Gallup: Most Americans just aren’t into online grocery
Going by the trends in retail grocery, online ordering of groceries and meal kits likely stand near the top. But by the numbers, the vast majority of Americans are doing neither, a new Gallup poll finds.
Of 1,033 U.S. adults surveyed, 84% said they never order groceries online and 89% never order meal kits, according to Gallup, which released the study results this week.
The small percentage of consumers that do order groceries or meal kits online don’t do it very often. Just 11% reported they order groceries online for pickup or delivery twice a month or less, and 4% said they do so once a week or more. Meanwhile, 9% of respondents order meal kits for home delivery two times monthly or less, and only 1% do so once weekly or more.
Brick-and-mortar stores remain Americans’ avenue of choice for getting their groceries, Gallup’s findings show. Eighty-one percent of respondents shop for groceries at a supermarket or other store at least once a week, and 18% do it twice per month or less.
The frequency of U.S. consumers who buy meals also is high. Half of those polled said they eat out at a restaurant twice a month, and 45% go to a restaurant at least once weekly. Many opt for takeout or delivery of food from a restaurant or pizzeria, with 53% doing so two times per month and 31% getting takeout once a week or more.
“Americans overall remain traditionalists when it comes to purchasing food, relying mostly on grocery shopping rather than services that bring food to them,” Lydia Saad, senior editor and advanced consultant at Gallup, wrote in the survey report.
“Services like PeaPod, Instacart, Shipt and Amazon Fresh that cut out the trip to the grocery store appeal mainly to those short on time: parents with children younger than age 18 and employed adults,” she said. “Higher-income Americans are also bigger adopters of grocery delivery, either because higher income means they can afford more groceries or they have greater access to mobile technology like smartphones and tablets that make ordering online easier.”
Indeed, 14% of respondents with a child younger than 18 in their household reported they order groceries online at least once a month, compared with 7% for those without kids. Similarly, 12% of people earning $75,000 said they buy groceries online versus 7% of consumers in lower income categories.

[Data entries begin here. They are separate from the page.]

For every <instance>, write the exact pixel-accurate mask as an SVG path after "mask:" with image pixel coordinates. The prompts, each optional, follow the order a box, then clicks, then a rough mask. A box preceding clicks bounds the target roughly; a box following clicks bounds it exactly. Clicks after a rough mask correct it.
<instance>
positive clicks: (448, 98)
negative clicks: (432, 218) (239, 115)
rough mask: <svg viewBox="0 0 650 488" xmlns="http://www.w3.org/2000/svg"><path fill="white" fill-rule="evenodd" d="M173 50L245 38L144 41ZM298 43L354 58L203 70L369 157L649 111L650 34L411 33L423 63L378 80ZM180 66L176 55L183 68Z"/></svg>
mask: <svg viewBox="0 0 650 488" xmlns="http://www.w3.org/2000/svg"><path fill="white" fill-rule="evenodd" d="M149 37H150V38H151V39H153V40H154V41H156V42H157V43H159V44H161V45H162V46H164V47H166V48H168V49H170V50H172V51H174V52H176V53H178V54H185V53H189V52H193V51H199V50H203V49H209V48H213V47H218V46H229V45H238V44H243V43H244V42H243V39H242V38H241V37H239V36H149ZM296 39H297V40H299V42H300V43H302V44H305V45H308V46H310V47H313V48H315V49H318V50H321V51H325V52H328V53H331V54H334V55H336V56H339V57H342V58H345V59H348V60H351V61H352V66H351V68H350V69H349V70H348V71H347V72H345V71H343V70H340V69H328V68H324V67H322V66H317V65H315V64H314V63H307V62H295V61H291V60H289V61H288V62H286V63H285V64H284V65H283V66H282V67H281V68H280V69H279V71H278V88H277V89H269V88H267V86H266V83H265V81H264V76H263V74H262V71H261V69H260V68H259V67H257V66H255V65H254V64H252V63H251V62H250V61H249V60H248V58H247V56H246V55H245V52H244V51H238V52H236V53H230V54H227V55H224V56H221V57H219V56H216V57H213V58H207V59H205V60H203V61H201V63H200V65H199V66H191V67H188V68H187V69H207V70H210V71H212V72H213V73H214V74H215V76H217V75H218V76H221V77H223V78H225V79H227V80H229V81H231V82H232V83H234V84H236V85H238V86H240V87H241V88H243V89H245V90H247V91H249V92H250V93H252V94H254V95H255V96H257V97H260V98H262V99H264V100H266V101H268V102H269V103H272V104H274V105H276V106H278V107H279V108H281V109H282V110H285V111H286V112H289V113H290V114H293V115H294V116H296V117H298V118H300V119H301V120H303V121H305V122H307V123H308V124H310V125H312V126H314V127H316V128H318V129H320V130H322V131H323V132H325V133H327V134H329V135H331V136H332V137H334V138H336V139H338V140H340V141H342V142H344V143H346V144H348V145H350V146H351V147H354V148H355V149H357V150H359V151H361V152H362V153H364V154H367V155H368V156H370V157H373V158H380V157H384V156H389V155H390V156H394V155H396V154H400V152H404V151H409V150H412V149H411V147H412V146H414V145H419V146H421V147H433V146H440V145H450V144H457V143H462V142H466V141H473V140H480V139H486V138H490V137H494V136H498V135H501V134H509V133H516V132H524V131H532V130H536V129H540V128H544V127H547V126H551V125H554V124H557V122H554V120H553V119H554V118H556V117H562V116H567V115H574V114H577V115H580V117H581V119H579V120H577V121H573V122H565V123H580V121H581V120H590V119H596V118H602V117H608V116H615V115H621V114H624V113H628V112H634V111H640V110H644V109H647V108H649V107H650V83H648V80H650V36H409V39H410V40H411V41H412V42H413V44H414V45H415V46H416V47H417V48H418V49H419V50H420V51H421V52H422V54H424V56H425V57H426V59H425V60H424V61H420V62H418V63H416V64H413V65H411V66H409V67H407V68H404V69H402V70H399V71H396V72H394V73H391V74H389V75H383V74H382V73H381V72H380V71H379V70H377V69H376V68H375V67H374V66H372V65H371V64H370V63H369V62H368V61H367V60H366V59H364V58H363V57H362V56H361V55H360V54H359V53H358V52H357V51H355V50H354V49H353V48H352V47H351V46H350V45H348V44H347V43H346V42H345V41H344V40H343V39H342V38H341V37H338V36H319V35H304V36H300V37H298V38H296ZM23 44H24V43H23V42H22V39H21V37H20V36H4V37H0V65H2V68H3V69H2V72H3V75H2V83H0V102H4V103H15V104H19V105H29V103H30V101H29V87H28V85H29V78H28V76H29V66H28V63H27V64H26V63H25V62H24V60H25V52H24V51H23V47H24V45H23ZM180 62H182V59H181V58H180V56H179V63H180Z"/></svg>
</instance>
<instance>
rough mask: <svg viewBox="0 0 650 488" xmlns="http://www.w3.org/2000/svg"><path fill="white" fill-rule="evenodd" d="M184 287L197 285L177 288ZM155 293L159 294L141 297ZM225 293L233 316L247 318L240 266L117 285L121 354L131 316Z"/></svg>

Gallup didn’t identify any significant demographic differences among Americans who order meal kits.
“Because routine use of meal preparation kits is low across all demographic groups, it is difficult to speculate on what the best target markets are,” Saad explained. “The recent trend of firms like Blue Apron and Plated selling their meal kits in retail stores may prove more successful, offering Americans the ultimate convenience.”
Saad noted that technology probably isn’t a hurdle for U.S. consumers in purchasing food via digital channels, given the willingness that Americans already have shown to buy goods online. So other factors are at play.
“Food can be one of the biggest line items in people’s household budget, and going to the store — including comparison shopping among stores — may afford more control over getting the lowest prices. Others may simply enjoy browsing a grocery store for inspiration, prefer to pick out their own perishables or not want to plan ahead for meals,” Saad said. “If dinner is not in the fridge, then a trip to the store or a restaurant solves the problem. And if that’s too much trouble, there’s always takeout.”